At the opposite end of the spectrum is senior dancer and choreographic newcomer Juliette Barton, who will perform her own solo work.
“I’m creating a solo, which is a massive challenge and adventure and I’m sure some people think is a little crazy,” laughs Barton. “Two years ago I would never have had the guts, but as I develop as a person, dancer and artist I think I’m ready to explore. And now I’ve been given the opportunity.”
The Perth-born dancer lived and worked in Europe for four years before returning to Australia with Spanish dancer-turned-choreographer Rafael Bonachela, who had was appointed artistic director of SDC in 2009.
Bonachela – whose work has been performed by Kylie Minogue among others – knows the value of choreographic support. “It’s about doing it, putting your ideas on the stage and seeing how it works,” he says.

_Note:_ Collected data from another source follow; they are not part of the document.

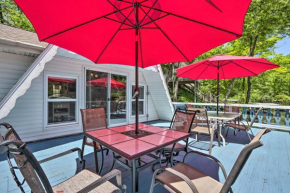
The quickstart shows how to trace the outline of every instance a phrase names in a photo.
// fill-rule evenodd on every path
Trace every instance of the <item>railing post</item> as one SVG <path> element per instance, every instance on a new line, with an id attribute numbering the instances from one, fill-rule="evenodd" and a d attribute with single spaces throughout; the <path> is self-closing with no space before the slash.
<path id="1" fill-rule="evenodd" d="M 250 119 L 251 119 L 251 121 L 254 119 L 254 117 L 255 117 L 255 108 L 251 107 L 251 111 L 250 111 Z"/>
<path id="2" fill-rule="evenodd" d="M 259 120 L 259 123 L 262 123 L 263 122 L 263 118 L 264 118 L 264 112 L 263 112 L 263 109 L 259 112 L 258 114 L 258 120 Z"/>
<path id="3" fill-rule="evenodd" d="M 247 107 L 243 107 L 243 121 L 247 121 L 248 117 L 248 112 L 247 112 Z"/>

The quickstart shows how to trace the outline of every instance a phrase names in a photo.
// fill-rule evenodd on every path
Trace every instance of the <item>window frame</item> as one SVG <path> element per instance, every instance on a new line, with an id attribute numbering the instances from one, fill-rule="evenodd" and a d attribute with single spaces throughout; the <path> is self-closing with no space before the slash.
<path id="1" fill-rule="evenodd" d="M 75 79 L 76 80 L 76 98 L 75 99 L 49 99 L 48 98 L 48 77 Z M 50 129 L 50 128 L 59 127 L 59 126 L 79 124 L 79 111 L 78 111 L 79 104 L 80 104 L 79 85 L 80 85 L 80 82 L 79 82 L 78 75 L 45 72 L 45 75 L 44 75 L 44 128 L 45 129 Z M 75 102 L 75 121 L 49 124 L 48 123 L 48 109 L 49 109 L 48 103 L 49 102 Z"/>
<path id="2" fill-rule="evenodd" d="M 133 98 L 133 95 L 132 95 L 132 92 L 133 92 L 133 86 L 135 86 L 135 82 L 134 83 L 131 83 L 131 94 L 130 94 L 130 98 L 131 98 L 131 101 L 130 101 L 130 108 L 131 108 L 131 112 L 130 112 L 130 116 L 131 116 L 131 118 L 133 118 L 133 117 L 136 117 L 136 115 L 133 115 L 132 113 L 133 113 L 133 105 L 132 105 L 132 103 L 134 102 L 134 101 L 136 101 L 134 98 Z M 144 83 L 139 83 L 139 87 L 144 87 L 144 99 L 140 99 L 139 98 L 139 102 L 140 101 L 143 101 L 143 114 L 139 114 L 139 117 L 145 117 L 146 115 L 147 115 L 147 108 L 146 108 L 146 96 L 147 96 L 147 86 L 144 84 Z"/>

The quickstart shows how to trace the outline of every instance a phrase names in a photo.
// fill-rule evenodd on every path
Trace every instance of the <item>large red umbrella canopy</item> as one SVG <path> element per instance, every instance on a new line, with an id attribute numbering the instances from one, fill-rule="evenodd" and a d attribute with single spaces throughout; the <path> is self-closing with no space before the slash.
<path id="1" fill-rule="evenodd" d="M 193 80 L 257 76 L 280 66 L 265 58 L 217 55 L 177 69 L 177 76 Z M 219 77 L 218 77 L 219 75 Z"/>
<path id="2" fill-rule="evenodd" d="M 66 84 L 75 84 L 76 82 L 70 79 L 65 78 L 58 78 L 58 77 L 48 77 L 49 82 L 59 82 L 59 83 L 66 83 Z"/>
<path id="3" fill-rule="evenodd" d="M 260 73 L 279 68 L 265 58 L 217 55 L 177 69 L 177 76 L 193 80 L 217 79 L 217 107 L 219 104 L 219 80 L 257 76 Z"/>
<path id="4" fill-rule="evenodd" d="M 40 41 L 95 63 L 192 61 L 242 35 L 251 0 L 15 0 Z M 134 6 L 134 4 L 137 6 Z M 137 4 L 138 3 L 138 4 Z M 137 24 L 136 9 L 138 8 Z"/>
<path id="5" fill-rule="evenodd" d="M 105 78 L 99 78 L 96 80 L 90 80 L 90 81 L 87 81 L 87 84 L 91 84 L 91 85 L 99 86 L 99 87 L 107 87 L 108 78 L 105 77 Z M 126 88 L 126 85 L 122 82 L 111 79 L 111 88 Z"/>
<path id="6" fill-rule="evenodd" d="M 138 67 L 192 61 L 239 38 L 251 0 L 14 0 L 40 41 L 95 63 Z"/>

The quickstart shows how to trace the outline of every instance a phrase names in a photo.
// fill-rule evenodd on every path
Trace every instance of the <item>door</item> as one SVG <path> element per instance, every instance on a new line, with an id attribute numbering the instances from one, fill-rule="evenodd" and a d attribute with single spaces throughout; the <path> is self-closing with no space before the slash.
<path id="1" fill-rule="evenodd" d="M 127 123 L 127 76 L 86 70 L 86 108 L 104 108 L 108 125 Z"/>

Bonachela has also programmed two independent choreographers with distinct styles for New Breed. Melbourne’s Gabrielle Nankivell’s movement is high energy and theatrical. Lee Serle is the 2012 recipient of the prestigious Rolex and Protégé Initiative for dance. He was mentored by acclaimed US dance maker Trisha Brown.
While Melbourne has long been known as a hub for innovative contemporary dance, Sydney is fast creating a name for itself, largely thanks to Carriageworks. This month the five finalists in the inaugural Keir Choreographic Awards will have their works presented at the venue, and it regularly hosts visiting international dance companies.
Mortimer Eipper knows only too well how valuable it is to have a new work supported in Sydney. “We get so many opportunities as dancers [with SDC] but when I choreograph I really feel I get to use a greater percentage of who I am,” he says.
New Breed will run for five performances only at Carriageworks from November 5–8. Tickets are $35.